Daguerréotypes est bâti sur un postulat en apparence simple: les commerçants de la rue où habite Varda, la rue Daguerre, dans le 14ème arrondissement parisien, ont des choses à raconter sur leurs origines, leurs métiers et leurs rêves. Au lieu d'un film documentaire pseudo-sociologique comme la télévision nous sert régulièrement depuis des années, Varda dresse un portrait subtil et humaniste de « la majorité silencieuse au masque effrayant», comme elle le dit elle-même en commentaire, un portrait de ceux qui ne parlent pas politique, de ceux qui ne font pas de bruit, de ceux qui travaillent du matin jusqu'au soir, de ceux qui ne rêvent pas, même la nuit, bref, un portrait du « théâtre du quotidien ».

Qu'est-ce qui réunit ces personnes travaillant dans la même rue? Tout d'abord, la similitude des réponses aux 3 questions simples de Varda (d'où venez-vous? Quel est votre métier? A quoi rêvez-vous?), lie ces individus entre eux, comme pour nous rappeler à quel point notre soi-disant libre-arbitre s'inscrit dans une toile humaine de désirs et de choix plus large que nous ne voulons bien nous l'avouer. Varda joue sans cesse sur cette dialectique entre l'individu et le collectif en montant en parallèle, en écho, les entretiens de chaque personnage. Mêmes origines provinciales, mêmes aspirations, mêmes trajets de vie, les minuscules différences individuelles font moins sens que ce qui unit ces personnes. Ce chœur est à la fois émouvant et effrayant.

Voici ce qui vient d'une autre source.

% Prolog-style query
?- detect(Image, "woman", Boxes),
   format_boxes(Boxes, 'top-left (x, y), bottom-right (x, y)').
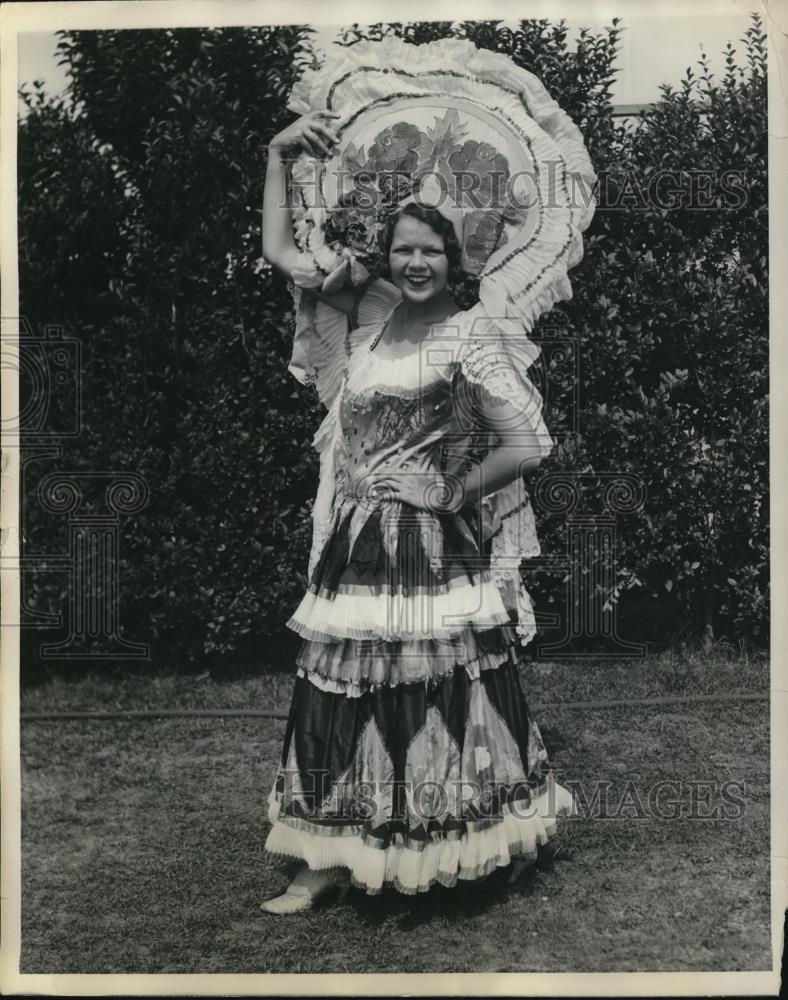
top-left (259, 109), bottom-right (572, 913)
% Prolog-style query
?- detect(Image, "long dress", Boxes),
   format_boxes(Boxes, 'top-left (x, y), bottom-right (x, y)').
top-left (263, 278), bottom-right (574, 896)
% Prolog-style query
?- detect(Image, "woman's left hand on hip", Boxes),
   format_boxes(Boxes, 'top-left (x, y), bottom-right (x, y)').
top-left (364, 472), bottom-right (464, 514)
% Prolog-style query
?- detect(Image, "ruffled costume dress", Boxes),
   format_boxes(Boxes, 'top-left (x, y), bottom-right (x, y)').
top-left (264, 279), bottom-right (573, 894)
top-left (263, 36), bottom-right (597, 895)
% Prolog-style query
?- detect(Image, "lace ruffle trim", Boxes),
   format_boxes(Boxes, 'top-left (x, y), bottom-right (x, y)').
top-left (286, 578), bottom-right (513, 642)
top-left (264, 776), bottom-right (574, 896)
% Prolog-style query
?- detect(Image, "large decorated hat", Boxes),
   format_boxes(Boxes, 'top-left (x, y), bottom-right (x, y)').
top-left (286, 35), bottom-right (596, 332)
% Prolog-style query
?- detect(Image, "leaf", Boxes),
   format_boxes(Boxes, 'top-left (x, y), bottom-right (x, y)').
top-left (425, 107), bottom-right (467, 163)
top-left (341, 141), bottom-right (367, 177)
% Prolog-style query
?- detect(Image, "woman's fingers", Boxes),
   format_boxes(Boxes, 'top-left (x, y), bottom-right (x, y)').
top-left (306, 138), bottom-right (324, 158)
top-left (367, 478), bottom-right (401, 499)
top-left (302, 127), bottom-right (332, 157)
top-left (307, 122), bottom-right (339, 154)
top-left (311, 121), bottom-right (339, 146)
top-left (293, 127), bottom-right (318, 156)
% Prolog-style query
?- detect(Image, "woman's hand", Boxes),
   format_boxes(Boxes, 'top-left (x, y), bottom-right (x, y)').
top-left (366, 472), bottom-right (466, 515)
top-left (269, 110), bottom-right (340, 159)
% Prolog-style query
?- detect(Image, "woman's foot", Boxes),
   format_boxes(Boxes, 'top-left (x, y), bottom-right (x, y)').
top-left (260, 866), bottom-right (347, 915)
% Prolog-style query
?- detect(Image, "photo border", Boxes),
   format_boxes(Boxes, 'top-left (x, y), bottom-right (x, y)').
top-left (1, 0), bottom-right (784, 995)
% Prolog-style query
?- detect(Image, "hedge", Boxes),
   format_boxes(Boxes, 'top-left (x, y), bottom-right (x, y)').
top-left (17, 17), bottom-right (768, 675)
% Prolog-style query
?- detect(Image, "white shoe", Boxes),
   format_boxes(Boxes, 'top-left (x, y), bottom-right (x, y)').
top-left (260, 883), bottom-right (315, 915)
top-left (260, 876), bottom-right (349, 915)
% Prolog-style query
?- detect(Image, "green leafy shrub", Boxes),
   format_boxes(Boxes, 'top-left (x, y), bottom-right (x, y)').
top-left (18, 17), bottom-right (768, 678)
top-left (19, 27), bottom-right (321, 673)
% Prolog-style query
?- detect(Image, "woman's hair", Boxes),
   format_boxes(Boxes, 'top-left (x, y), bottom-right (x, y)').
top-left (378, 201), bottom-right (464, 283)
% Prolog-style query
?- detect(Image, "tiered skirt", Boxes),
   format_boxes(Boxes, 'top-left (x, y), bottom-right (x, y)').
top-left (265, 495), bottom-right (573, 895)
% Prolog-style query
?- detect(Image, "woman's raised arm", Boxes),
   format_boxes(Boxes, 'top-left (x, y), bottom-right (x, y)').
top-left (263, 110), bottom-right (355, 314)
top-left (263, 111), bottom-right (337, 277)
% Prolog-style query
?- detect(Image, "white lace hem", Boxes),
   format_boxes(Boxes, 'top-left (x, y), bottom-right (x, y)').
top-left (264, 777), bottom-right (574, 895)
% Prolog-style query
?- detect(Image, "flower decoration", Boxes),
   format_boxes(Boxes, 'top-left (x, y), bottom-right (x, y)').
top-left (465, 210), bottom-right (506, 264)
top-left (322, 189), bottom-right (384, 266)
top-left (320, 109), bottom-right (513, 280)
top-left (367, 122), bottom-right (425, 174)
top-left (448, 139), bottom-right (510, 207)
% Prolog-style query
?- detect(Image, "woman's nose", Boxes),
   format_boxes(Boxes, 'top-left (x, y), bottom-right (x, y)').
top-left (409, 250), bottom-right (426, 269)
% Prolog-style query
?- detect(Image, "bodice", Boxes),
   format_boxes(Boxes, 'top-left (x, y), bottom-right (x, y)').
top-left (335, 329), bottom-right (475, 504)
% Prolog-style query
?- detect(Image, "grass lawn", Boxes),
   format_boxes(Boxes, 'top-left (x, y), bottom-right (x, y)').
top-left (19, 644), bottom-right (771, 973)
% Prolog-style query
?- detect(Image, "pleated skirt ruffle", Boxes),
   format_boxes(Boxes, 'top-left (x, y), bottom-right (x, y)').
top-left (295, 621), bottom-right (524, 694)
top-left (286, 495), bottom-right (512, 641)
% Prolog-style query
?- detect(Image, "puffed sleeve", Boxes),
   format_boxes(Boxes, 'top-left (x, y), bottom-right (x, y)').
top-left (352, 277), bottom-right (402, 330)
top-left (288, 278), bottom-right (403, 411)
top-left (456, 312), bottom-right (554, 459)
top-left (287, 288), bottom-right (350, 410)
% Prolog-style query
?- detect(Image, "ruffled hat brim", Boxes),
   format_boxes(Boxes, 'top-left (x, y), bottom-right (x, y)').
top-left (286, 35), bottom-right (596, 333)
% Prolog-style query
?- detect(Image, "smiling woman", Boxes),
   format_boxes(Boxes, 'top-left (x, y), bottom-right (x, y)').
top-left (258, 34), bottom-right (595, 913)
top-left (382, 205), bottom-right (462, 308)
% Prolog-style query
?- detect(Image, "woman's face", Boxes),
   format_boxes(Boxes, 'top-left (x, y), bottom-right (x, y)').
top-left (388, 215), bottom-right (449, 303)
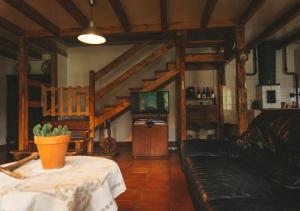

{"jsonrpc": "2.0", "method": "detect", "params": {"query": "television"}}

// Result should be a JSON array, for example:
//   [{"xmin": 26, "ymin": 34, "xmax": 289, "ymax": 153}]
[{"xmin": 131, "ymin": 91, "xmax": 169, "ymax": 114}]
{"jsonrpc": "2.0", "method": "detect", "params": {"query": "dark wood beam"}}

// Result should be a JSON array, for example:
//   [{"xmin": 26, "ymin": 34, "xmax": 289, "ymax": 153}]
[
  {"xmin": 0, "ymin": 17, "xmax": 23, "ymax": 35},
  {"xmin": 109, "ymin": 0, "xmax": 131, "ymax": 32},
  {"xmin": 160, "ymin": 0, "xmax": 168, "ymax": 31},
  {"xmin": 186, "ymin": 40, "xmax": 226, "ymax": 48},
  {"xmin": 201, "ymin": 0, "xmax": 218, "ymax": 28},
  {"xmin": 56, "ymin": 0, "xmax": 89, "ymax": 27},
  {"xmin": 31, "ymin": 38, "xmax": 67, "ymax": 57},
  {"xmin": 239, "ymin": 0, "xmax": 266, "ymax": 25},
  {"xmin": 0, "ymin": 48, "xmax": 17, "ymax": 60},
  {"xmin": 276, "ymin": 27, "xmax": 300, "ymax": 49},
  {"xmin": 246, "ymin": 2, "xmax": 300, "ymax": 51},
  {"xmin": 4, "ymin": 0, "xmax": 60, "ymax": 36},
  {"xmin": 0, "ymin": 36, "xmax": 42, "ymax": 59}
]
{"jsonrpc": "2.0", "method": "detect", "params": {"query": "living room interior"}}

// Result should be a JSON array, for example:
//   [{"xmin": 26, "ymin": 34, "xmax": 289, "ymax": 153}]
[{"xmin": 0, "ymin": 0, "xmax": 300, "ymax": 211}]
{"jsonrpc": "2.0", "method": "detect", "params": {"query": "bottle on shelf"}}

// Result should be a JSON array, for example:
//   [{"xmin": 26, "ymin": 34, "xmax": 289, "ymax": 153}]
[
  {"xmin": 201, "ymin": 87, "xmax": 206, "ymax": 99},
  {"xmin": 206, "ymin": 87, "xmax": 211, "ymax": 99},
  {"xmin": 211, "ymin": 88, "xmax": 215, "ymax": 99},
  {"xmin": 196, "ymin": 87, "xmax": 201, "ymax": 99}
]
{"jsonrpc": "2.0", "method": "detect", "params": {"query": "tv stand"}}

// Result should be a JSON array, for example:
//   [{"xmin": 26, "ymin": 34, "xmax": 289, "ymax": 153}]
[{"xmin": 132, "ymin": 114, "xmax": 168, "ymax": 158}]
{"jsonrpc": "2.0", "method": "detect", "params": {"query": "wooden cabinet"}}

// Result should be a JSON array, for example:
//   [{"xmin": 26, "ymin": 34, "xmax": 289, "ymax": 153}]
[{"xmin": 132, "ymin": 120, "xmax": 168, "ymax": 158}]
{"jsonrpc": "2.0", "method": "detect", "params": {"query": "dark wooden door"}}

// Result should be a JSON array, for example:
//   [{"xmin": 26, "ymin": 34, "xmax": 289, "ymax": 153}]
[{"xmin": 150, "ymin": 124, "xmax": 168, "ymax": 157}]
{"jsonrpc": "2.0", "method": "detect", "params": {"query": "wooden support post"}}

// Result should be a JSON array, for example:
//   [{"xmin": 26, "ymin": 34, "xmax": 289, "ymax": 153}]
[
  {"xmin": 51, "ymin": 53, "xmax": 58, "ymax": 87},
  {"xmin": 217, "ymin": 65, "xmax": 225, "ymax": 139},
  {"xmin": 176, "ymin": 31, "xmax": 187, "ymax": 141},
  {"xmin": 18, "ymin": 37, "xmax": 28, "ymax": 150},
  {"xmin": 235, "ymin": 26, "xmax": 248, "ymax": 135},
  {"xmin": 88, "ymin": 71, "xmax": 96, "ymax": 154}
]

Et puis il y a Mystag, le prestidigitateur dont les spectacles réunissent ponctuellement les commerçants de la rue Daguerre. Anecdotique? Certainement pas. Le divertissement proposé par Mystag s'inscrit complètement dans les valeurs et les normes de cette micro-société: on y fait apparaître des liasses de billets, on y découpe une femme sexy, on y charcute un bras. Varda ne s'y trompe pas, qui place Mystag au cœur de sa narration. Cependant, Varda ne se sert pas de Mystag, elle n'en fait l'archétype de quiconque, et garde à son égard, ainsi qu'à l'égard de tous les personnages, une bienveillance réconfortante.

Chaque portrait est filmé de manière très photographique, selon le principe du « quelqu'un quelque part », au cœur de la démarche documentaire humaniste. Aussi le boulanger est-il filmé dans sa boulangerie, la quincaillère dans sa quincaillerie, etc. Chaque cadre est extrêmement soigné, et délivre à l'œil attentif une flopée d'indices sur la personne qui s'exprime. Le cadre de la caméra est aussi le cadre de vie de chacune de ces personnes, en quelque sorte. La photographie est superbe: les visages en clair-obscur font immédiatement de ces personnes des personnages, des âmes errantes dans des vies trop étroites. Comme l'inoubliable dame de la boutique « Au Chardon-bleu », point de départ du film de Varda: une dame âgée au visage plein de douceur et de gravité, comme enfermée dans sa boutique et dans sa vie, une « captive » hors du temps.

Ce portrait à la fois individuel et collectif résonne d'une drôle de manière en 2013, après une campagne présidentielle qui a vu gloser jusqu'à l'overdose journalistes et politiques sur cette France qui se lève si tôt. 40 ans plus tard, les mots et les maux de cette France modeste ne nous paraissent pas un instant datés.

En découvrant ce film brillant, j'ai retrouvé avec une certaine excitation la modestie si puissante d'un certain cinéma documentaire, dit « humaniste ». Ce documentaire-là est modeste par son financement tout d'abord, et, à l'heure où le cinéma de fiction se déchire sur la question des inégalités de salaire, il est bon de le rappeler. Ce cinéma, c'est l'anti- bling-bling, c'est un cinéma qui se vit comme un autre métier de la cité, et non pas comme un métier magique ou hors du commun. C'est un cinéma qui ne fait pas dans le spectaculaire, c'est un cinéma qui nous émeut tout autant qu'il nous éclaire sur l'être humain. Un cinéma à (re)découvrir, incontestablement!